The Legality of Affiliate Marketing
Affiliate marketing is still somewhat of a new concept, even though its roots can be traced back to the 1990’s when retailers created platforms in order to analyze third-party online referrals in order to provide financial commissions for sales. Remember what the online world was like in 1995? While commissionable transactions were nothing new even in the year Clueless first came out, turning such a time tested model into one that fit into a blossoming digital era was a challenge.

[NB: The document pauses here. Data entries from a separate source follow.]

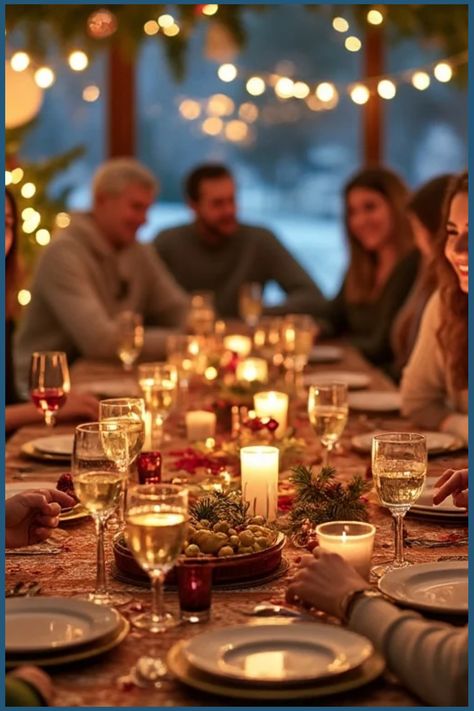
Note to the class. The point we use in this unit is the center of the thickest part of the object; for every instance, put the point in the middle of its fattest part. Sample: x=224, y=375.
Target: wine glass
x=98, y=483
x=399, y=463
x=159, y=384
x=130, y=337
x=49, y=383
x=328, y=411
x=250, y=303
x=156, y=523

First of all, there were no geo boundaries for the US tax nexus to oversee. There were marketing rights found in other countries and as in person transactions faded into the abyss, lawmakers began scrambling to make sense of it all. Now, online (only) retailers are booming but they also need to know what kind of legal issues they may face. So far, no clear legislation has been made to keep up with an ever-changing eCommerce industry, but there are three primary legal concerns retailers and affiliate marketers should consider more closely.
Untangling the tax nexus
Before the internet, sales taxes were pretty easy to levy on companies and were held within state borders. As a manufacturer or retailer, you either made or sold goods in a certain state, and you were taxed accordingly. But with eCommerce, retailers are free to sell to anyone and it’s very tough to require the remittance of taxes to states, cities or counties. At first, that wasn’t a huge issue for local and state governments since eCommerce was such a niche industry but that’s changed.
Now, eCommerce is slated to overtake brick and mortar operations, and the amount of sales taxes being paid simply doesn’t add up. As such, a number of legislators are drafting bills in order to call affiliates a veritable “extension” of a retailers sales team since that would be an easy way to fix the “physical nexus requirements” called for with taxation (and thus boost the revenue of sales tax).

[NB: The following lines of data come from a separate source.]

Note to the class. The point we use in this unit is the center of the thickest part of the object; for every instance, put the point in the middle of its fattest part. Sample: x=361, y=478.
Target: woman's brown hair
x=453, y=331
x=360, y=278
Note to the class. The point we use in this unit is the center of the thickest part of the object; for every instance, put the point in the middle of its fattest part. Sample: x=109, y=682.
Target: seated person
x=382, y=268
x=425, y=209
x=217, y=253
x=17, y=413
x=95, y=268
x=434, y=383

Tackling affiliate disclosure
The Federal Trade Commission (FTC) created new disclosure of advertising guidelines in 2013 that encompassed social media and blogs in an effort to rope in affiliate marketing. In the guidelines, it’s stated that any blogger or social media guru who gets incentives (monetary or otherwise) for promoting just about anything (service, product or brand) has to make that information public. In other words, if you rely on an affiliate to send traffic your way from SM posts of blogs, you also have to follow these rules. However, critics say the system is skewed since penalties are steeper for retailers than affiliates.
Plus, these guidelines simply haven’t been well received or rampantly adopted. In 2011, there was a ruling that Legacy Learning Systems (a company that offers guitar lessons) was guilty of “deceptive advertising.” This happened when an affiliate pretended to be real students posting false reviews. The company was charged $250,000.
Direct marketing to our neighbors up north
The third legal issue involves the Anti-Spam Legislation in Canada, effective in July 2014. This is considered the most aggressive anti-spam law global (so far). Implied consent comes with a detailed definition in order to protect consumers from any sort of spam. To establish implied consent with an existing business relationship, the consumer must have made a purchase or agreed to a business opportunity, been part of a contract with the business in the past two years, or inquire about an application for a purchase or business opportunity in the last six months.
Maybe Canada has things right with these laws. How they’ll impact US retailers is yet to be seen.